Me and my husband always decided on two. We were happy with that decision. When I had my second c section, I was told my womb could not support another pregnancy. This meant that the decision to have anymore was taken out of our hands and my husband had a vasectomy. I never wanted a 3rd but now the choose has been taken away from us, I feel incredibly sad that I will never be pregnant again or have another child. It's really hard. I have no advice on how to make peace with the decision, perhaps it will come in time, but you're allowed to feel sad about it.

Alwaysawomantome · 01/11/2018 22:43

Choice**

Aquamarine1029 · 01/11/2018 22:45

So many women would do anything to have what you do. A wonderful husband, two beautiful children and a secure life. It would be a shame to lose sight of how fortunate you are by allowing yourself to pine away over some fantasy of how you think things "should" have been. Appreciate what you have now, because it's a hell of a lot.

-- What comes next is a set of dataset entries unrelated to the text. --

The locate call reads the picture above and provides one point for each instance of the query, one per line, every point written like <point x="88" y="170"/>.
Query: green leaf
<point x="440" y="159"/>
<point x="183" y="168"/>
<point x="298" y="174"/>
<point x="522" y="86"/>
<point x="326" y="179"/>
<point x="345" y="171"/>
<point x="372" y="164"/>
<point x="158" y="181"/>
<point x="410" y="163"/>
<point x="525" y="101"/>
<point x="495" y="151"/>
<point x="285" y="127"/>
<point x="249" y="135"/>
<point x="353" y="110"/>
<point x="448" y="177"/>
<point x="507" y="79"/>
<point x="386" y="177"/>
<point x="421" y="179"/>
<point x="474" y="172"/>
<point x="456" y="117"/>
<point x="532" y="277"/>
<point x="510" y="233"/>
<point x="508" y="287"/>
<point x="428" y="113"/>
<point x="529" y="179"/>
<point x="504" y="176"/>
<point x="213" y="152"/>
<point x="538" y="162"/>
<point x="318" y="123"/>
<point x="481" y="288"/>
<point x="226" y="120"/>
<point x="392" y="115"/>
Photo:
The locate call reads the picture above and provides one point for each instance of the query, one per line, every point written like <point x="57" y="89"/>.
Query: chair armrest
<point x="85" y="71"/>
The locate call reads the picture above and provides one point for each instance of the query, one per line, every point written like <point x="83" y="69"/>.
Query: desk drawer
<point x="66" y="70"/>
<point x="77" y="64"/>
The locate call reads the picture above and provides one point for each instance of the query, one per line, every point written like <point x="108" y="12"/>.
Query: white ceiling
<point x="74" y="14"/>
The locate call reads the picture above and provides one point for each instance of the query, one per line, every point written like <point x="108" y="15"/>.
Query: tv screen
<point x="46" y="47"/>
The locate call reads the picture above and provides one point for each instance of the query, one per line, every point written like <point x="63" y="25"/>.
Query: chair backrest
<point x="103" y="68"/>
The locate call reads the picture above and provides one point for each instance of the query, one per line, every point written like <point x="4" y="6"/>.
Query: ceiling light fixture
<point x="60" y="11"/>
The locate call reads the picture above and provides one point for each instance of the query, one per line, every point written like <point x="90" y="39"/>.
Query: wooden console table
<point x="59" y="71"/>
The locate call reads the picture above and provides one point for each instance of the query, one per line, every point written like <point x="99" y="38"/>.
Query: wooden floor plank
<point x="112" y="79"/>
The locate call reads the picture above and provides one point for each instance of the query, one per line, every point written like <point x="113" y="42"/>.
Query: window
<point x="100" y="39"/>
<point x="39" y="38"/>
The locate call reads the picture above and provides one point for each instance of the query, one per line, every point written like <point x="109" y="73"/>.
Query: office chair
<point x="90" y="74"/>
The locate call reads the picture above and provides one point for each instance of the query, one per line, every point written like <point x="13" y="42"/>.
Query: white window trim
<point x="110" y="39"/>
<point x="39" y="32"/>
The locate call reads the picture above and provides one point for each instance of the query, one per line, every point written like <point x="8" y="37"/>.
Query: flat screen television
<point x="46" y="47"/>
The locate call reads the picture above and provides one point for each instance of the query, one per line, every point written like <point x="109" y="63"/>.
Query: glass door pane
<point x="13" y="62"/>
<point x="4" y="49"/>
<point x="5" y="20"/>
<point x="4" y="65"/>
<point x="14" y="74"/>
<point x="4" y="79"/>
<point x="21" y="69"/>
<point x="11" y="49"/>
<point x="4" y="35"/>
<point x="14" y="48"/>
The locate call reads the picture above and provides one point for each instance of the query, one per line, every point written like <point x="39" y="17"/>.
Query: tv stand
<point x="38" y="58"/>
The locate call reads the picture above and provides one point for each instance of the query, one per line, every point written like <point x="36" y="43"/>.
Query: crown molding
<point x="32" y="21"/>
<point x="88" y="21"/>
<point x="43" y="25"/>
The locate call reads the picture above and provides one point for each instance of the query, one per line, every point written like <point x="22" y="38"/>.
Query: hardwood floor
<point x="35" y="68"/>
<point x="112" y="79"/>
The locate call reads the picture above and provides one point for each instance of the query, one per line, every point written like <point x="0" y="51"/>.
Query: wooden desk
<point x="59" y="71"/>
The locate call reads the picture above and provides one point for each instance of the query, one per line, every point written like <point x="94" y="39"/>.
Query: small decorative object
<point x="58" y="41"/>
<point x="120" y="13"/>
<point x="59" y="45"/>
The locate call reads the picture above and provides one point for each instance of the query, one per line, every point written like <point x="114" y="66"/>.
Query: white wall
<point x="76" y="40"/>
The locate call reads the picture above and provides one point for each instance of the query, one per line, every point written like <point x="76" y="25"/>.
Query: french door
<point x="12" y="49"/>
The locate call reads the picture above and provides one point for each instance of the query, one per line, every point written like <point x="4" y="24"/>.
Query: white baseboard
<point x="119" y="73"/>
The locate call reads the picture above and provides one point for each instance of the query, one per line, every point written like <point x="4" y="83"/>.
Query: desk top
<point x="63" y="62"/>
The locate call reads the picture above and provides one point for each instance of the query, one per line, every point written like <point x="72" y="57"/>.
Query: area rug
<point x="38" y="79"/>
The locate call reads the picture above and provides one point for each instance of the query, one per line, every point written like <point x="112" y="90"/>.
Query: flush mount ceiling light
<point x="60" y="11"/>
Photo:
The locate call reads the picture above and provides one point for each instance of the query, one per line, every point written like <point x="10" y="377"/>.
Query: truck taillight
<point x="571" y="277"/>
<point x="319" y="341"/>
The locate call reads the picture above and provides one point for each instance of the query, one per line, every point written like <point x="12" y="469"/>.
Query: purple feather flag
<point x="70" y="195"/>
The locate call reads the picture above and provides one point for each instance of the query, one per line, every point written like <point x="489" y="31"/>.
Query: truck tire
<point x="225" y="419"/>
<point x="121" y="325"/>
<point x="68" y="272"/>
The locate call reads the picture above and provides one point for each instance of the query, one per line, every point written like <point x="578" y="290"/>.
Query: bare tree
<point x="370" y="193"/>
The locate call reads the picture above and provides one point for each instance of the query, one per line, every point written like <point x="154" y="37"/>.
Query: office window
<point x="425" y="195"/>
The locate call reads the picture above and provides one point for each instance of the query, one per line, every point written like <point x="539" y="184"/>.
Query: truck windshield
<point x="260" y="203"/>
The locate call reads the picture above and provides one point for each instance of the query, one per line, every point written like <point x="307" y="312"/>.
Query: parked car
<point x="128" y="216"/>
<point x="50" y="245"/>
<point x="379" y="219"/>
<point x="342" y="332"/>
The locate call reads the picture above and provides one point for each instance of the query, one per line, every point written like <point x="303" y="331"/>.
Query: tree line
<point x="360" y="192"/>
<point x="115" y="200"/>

Drogosnextwife · 01/11/2018 22:51

I wanted 3, talked to do he agreed (didn't mind either way) once he agreed I made the decision myself not to do it. We can't really afford it and if ibhadbanother baby like my last I don't think I could cope, my mental health wasn't great act a dc2. I'm still pretty upset about that decision but it's for the best.

NoTeaForMe · 01/11/2018 22:54

I know I’m very lucky. My children are amazing (most of the time!) and we have no real issues. They get on so well together and that’s obviously not guaranteed to happen again. But, I can’t shake the feeling that I wanted to have another and I’ve now missed that chance. My children would love a little sibling too, so that’s not helping!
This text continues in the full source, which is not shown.